Tiba saatnya aku kembali bekerja. Setiap hari aku harus membawa perlengkapan perang ASI ekslusive yang terdiri dari cooler box, blue ice dan botol-botolnya. Agak ribet memang, tapi untung aku bisa memerah ASI secara manual dengan tangan, sehingga tidak ribet harus membawa pompa ASI lagi. Beruntung di kantor ada kulkas direksi yang jarang dipakai, sehingga aku bisa menitipkan ASI perah di sana selama jam kerja. Meski tidak ada ruangan khusus untuk ibu yang memerah ASI di kantor, aku masih bisa memakai ruang rapat saat tidak ada yang menggunakannya, di ruang workshop atau di toilet. Lucunya, meski kadang ruang rapat kosong, tapi aku lebih merasa nyaman memerah ASI di toilet karena kalau di ruang rapat atau workshop sering ada teman-teman kantor yang menggedor-gedor iseng menggoda. “Sudah selesai belum perah memerahnya, perlu bantuan nggak? “ Begitu biasanya teman kantor yang laki-laki sering menggoda. Risih juga, makanya aku lebih memilih menyendiri di toilet, toh toiletnya bersih.
Tak lengkap rasanya jika perjuangan tak dilengkapi adanya hambatan. Saat bayiku berumur 5 bulan, aku sakit demam selama beberapa hari. Stok ASI yang tersedia di rumah sudah menipis. Saat itu aku benar-benar was-was, khawatir perjuangan ASI ekslusive ini akan gagal. Meski badan meradang dan meriang, aku tetap berusaha memerah dan terus memerah ASI. Aku tak mau perjuangan ini gagal ditengah jalan.Tak hanya butuh tekad yang kuat untuk ini, aku harus mampu menerjang semua hambatan. Ini sebagai salah satu bukti cintaku pada anakku Jasmine.

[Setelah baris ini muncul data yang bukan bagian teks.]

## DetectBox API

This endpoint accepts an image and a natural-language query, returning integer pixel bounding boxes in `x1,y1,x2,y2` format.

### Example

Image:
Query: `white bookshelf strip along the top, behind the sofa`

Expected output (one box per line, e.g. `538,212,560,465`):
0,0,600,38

Dan terbukti, setelah melalui beberapa ujian dan hambatan. Antara lain tekad , ketelatenan, kesabaran dan keakuratan strategi dalam memanaje ASI . Alhamdulilah, Jasmineku lulus ASI esklusive . Puji Syukur kupanjatkan padamu Ya Allah. Akhirnya aku mampu juga. Aku yakin, tak hanya sampai di sini perjuanganku. Masih banyak perjuangan lain yang harus kuhadapi di depan dalam mendidik dan membesarkan anak-anakku. Semoga Allah senantiasa membimbing kami dan anak-anak kami menuju ke jalanNya, jalan yang lurus yang telah dilalui hamba-hambaNya yang terdahulu.